Children get more fulfillment out of relationships with their pets than they do with their siblings, a new study says.
The study, carried out by researchers from the University of Cambridge, found that children get along better with pets than they do with their brothers or sisters. This study adds to the increasing evidence that pets may play a vital role in a child's emotional and social development.
''Anyone who has loved a childhood pet knows that we turn to them for companionship and disclosure, just like relationships between people," said Matt Cassells, a Gates Cambridge Scholar at the Department of Psychiatry, who led the study. "We wanted to know how strong these relationships are with pets relative to other close family ties. Ultimately this may enable us to understand how animals contribute to healthy child development"
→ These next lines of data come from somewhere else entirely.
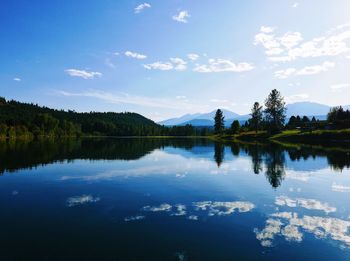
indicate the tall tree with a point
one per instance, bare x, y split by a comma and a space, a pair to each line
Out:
256, 116
275, 111
219, 122
235, 127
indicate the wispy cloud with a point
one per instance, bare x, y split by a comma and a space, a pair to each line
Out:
135, 55
123, 98
291, 45
163, 66
81, 200
297, 97
339, 87
83, 74
193, 56
308, 70
180, 64
222, 65
182, 16
138, 9
176, 64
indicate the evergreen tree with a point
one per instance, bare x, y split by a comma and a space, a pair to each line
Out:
235, 127
219, 122
256, 116
275, 112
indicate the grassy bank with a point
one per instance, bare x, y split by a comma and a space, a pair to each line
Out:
316, 137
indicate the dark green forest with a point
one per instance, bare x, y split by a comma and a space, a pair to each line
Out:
24, 120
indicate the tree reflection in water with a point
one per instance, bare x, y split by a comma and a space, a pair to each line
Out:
268, 158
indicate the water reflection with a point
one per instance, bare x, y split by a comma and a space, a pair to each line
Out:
269, 159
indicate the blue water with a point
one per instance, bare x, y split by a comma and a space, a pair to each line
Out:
125, 199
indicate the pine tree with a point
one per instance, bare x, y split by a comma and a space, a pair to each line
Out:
219, 122
256, 116
275, 112
235, 127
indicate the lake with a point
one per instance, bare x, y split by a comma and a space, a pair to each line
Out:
172, 199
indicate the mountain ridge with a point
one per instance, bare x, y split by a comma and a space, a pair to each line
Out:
310, 109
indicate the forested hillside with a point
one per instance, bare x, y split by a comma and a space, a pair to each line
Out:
19, 119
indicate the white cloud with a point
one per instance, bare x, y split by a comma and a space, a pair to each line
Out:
219, 101
267, 29
134, 218
311, 204
135, 55
291, 46
192, 217
290, 39
322, 227
109, 63
123, 98
340, 188
163, 66
81, 200
193, 56
339, 87
297, 97
176, 64
217, 208
161, 207
83, 74
284, 74
182, 16
222, 65
180, 210
308, 70
138, 9
179, 64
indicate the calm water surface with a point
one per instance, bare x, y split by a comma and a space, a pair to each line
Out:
149, 199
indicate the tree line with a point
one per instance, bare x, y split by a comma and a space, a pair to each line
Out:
24, 120
272, 117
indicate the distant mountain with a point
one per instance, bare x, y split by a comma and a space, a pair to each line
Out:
180, 120
309, 109
200, 118
199, 122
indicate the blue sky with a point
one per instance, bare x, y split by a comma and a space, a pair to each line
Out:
167, 58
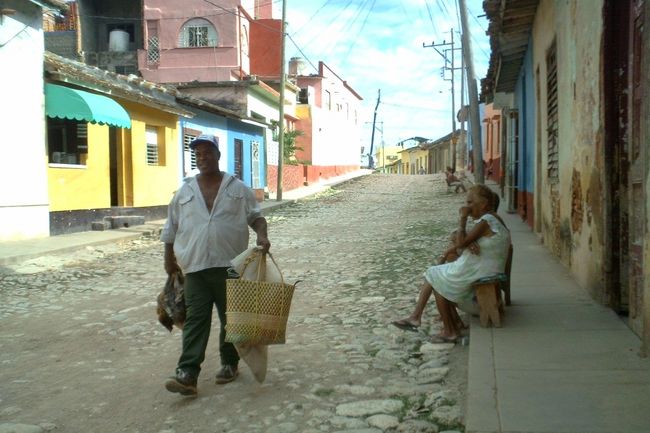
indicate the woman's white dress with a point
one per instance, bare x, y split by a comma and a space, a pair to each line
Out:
453, 280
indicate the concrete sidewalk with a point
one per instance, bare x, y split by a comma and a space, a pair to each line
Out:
17, 251
561, 362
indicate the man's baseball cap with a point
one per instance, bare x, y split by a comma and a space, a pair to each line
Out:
205, 138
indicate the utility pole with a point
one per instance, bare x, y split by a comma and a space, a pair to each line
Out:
372, 139
281, 114
474, 117
463, 139
381, 129
451, 68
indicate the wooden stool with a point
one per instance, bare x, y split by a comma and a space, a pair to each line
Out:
488, 297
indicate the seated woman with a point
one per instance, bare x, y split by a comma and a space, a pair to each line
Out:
484, 253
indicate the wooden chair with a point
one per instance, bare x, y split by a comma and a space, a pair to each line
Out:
488, 294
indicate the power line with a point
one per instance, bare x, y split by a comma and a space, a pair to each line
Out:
363, 25
312, 17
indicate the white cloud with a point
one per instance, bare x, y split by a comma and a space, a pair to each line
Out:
386, 53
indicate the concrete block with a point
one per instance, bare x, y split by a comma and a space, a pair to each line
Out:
100, 225
126, 221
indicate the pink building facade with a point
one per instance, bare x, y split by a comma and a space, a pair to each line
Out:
492, 143
194, 41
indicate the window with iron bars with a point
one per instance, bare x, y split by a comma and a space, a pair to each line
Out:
552, 164
151, 135
153, 53
198, 32
189, 156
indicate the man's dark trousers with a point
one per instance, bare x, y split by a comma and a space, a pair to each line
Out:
202, 290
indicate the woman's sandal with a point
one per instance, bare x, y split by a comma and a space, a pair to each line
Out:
440, 339
405, 325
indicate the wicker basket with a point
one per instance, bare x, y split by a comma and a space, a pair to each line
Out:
257, 311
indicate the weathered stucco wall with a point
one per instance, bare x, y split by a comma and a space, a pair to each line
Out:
645, 142
572, 211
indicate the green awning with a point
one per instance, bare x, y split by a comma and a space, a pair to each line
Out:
67, 103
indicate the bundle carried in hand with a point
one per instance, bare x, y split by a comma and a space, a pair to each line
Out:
257, 309
171, 302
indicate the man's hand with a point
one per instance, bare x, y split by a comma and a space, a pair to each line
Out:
171, 266
264, 243
259, 226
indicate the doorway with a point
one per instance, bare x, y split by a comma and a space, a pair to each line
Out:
624, 158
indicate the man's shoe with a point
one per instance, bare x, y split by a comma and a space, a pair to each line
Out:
228, 373
183, 383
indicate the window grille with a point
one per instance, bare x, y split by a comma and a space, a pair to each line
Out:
153, 53
552, 164
190, 156
198, 32
151, 135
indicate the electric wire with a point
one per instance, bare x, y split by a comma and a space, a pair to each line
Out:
356, 38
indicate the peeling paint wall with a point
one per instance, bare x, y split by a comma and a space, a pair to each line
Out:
572, 208
645, 142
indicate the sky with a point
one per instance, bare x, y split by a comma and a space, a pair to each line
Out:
378, 44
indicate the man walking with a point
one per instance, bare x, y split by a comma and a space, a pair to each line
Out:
207, 226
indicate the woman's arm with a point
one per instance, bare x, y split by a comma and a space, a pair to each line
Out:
464, 239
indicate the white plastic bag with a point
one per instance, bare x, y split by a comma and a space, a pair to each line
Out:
254, 355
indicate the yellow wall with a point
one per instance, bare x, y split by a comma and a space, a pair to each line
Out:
139, 184
146, 185
88, 186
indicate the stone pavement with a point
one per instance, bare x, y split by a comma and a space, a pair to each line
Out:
16, 251
561, 363
80, 342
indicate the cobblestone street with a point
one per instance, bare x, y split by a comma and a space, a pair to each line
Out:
81, 349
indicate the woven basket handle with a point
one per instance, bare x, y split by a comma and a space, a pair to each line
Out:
276, 265
252, 256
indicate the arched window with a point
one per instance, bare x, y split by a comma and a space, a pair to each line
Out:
197, 32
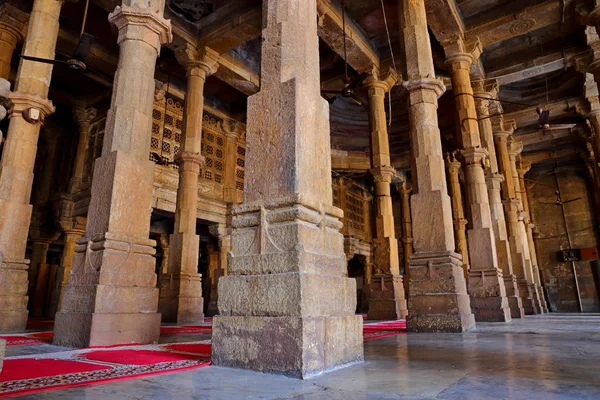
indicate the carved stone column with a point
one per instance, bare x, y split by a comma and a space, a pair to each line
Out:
114, 260
223, 233
18, 159
405, 190
514, 151
287, 286
494, 180
73, 229
13, 27
522, 168
387, 300
458, 212
438, 299
181, 287
83, 118
486, 282
503, 130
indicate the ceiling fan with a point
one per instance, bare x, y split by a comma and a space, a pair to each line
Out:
350, 84
81, 53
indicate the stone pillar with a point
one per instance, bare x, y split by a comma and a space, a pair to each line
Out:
438, 299
387, 300
13, 27
73, 229
181, 287
18, 159
114, 260
223, 233
287, 300
486, 282
458, 212
522, 168
514, 151
503, 130
407, 240
494, 180
83, 118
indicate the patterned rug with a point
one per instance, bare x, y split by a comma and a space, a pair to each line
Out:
31, 374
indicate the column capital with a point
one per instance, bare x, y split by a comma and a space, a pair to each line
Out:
474, 155
431, 85
386, 84
130, 18
459, 51
14, 21
515, 147
82, 115
504, 128
23, 101
197, 61
383, 174
523, 167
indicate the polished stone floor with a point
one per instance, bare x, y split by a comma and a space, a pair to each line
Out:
538, 358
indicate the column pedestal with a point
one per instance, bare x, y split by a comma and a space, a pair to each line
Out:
386, 298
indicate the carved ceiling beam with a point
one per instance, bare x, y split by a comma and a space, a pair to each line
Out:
529, 116
536, 67
444, 19
238, 75
520, 23
362, 55
230, 26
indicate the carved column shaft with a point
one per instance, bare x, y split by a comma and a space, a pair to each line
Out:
83, 118
18, 159
287, 280
115, 257
485, 277
460, 223
433, 236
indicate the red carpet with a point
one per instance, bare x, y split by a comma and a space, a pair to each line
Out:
30, 375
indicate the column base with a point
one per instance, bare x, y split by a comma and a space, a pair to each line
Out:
438, 299
2, 352
488, 296
387, 301
95, 329
299, 347
543, 299
527, 297
514, 300
181, 299
13, 294
536, 298
111, 297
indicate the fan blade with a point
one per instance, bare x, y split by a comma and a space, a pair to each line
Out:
357, 99
42, 60
544, 117
559, 127
359, 81
82, 51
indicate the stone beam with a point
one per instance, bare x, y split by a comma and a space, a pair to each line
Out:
444, 19
238, 75
529, 116
362, 55
539, 157
230, 26
520, 23
539, 66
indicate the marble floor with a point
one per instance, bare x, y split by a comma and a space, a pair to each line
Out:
538, 358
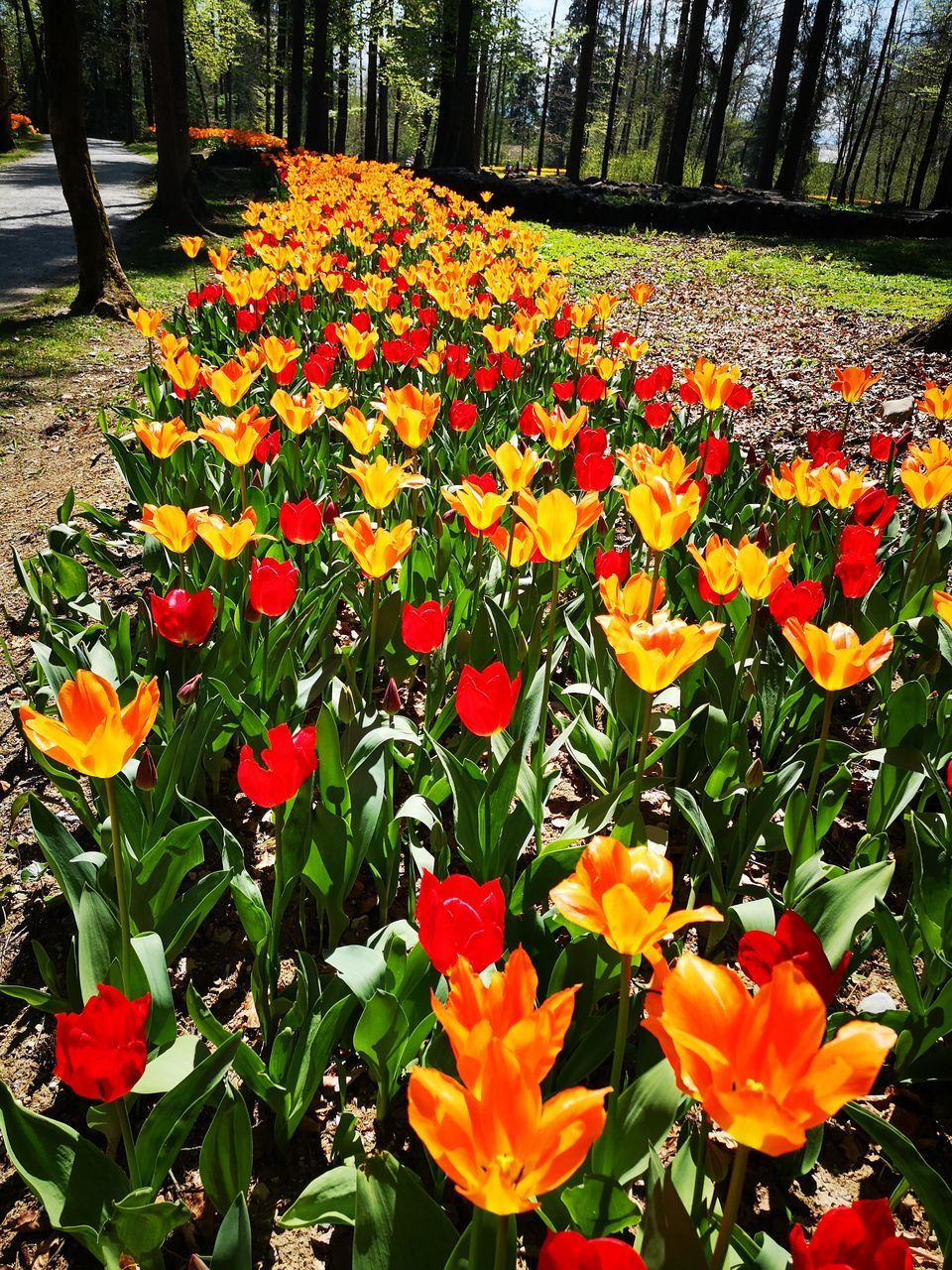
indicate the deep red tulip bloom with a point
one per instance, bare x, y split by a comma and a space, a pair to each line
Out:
612, 564
273, 587
100, 1052
301, 522
485, 698
424, 627
460, 919
802, 601
286, 765
182, 617
860, 1237
793, 940
572, 1251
This study, published in the Journal of Applied Developmental Psychology and conducted in collaboration with the WALTHAM Centre for Pet Nutrition, is one of the first to examine the importance of pet-child relationships.
The team of researchers asked multiple 12-year-old children from 77 families in the U.K. about the connection they felt with their pets. The majority of the surveyed children reported having stronger relationships with their pets than they did with their siblings. Those who had dogs as pets displayed a greater sense of satisfaction and the lowest levels of conflict as compared to those with other species of animals as pets.
Previous research which stated that boys reported stronger relationships with their pets as compared to girls was also debunked by this study.
"While boys and girls were equally satisfied with their pets, girls reported more disclosure, companionship, and conflict with their pet than did boys,'' said Cassells.
While the long-term impact of pets on a child's development, both social and emotional, still has to be researched, there is no doubt that both children and adolescents with pets tend to be more forthcoming about their emotions.
"Even though pets may not fully understand or respond verbally, the level of disclosure to pets was no less than to siblings. The fact that pets cannot understand or talk back may even be a benefit as it means they are completely non-judgmental," Cassells explained.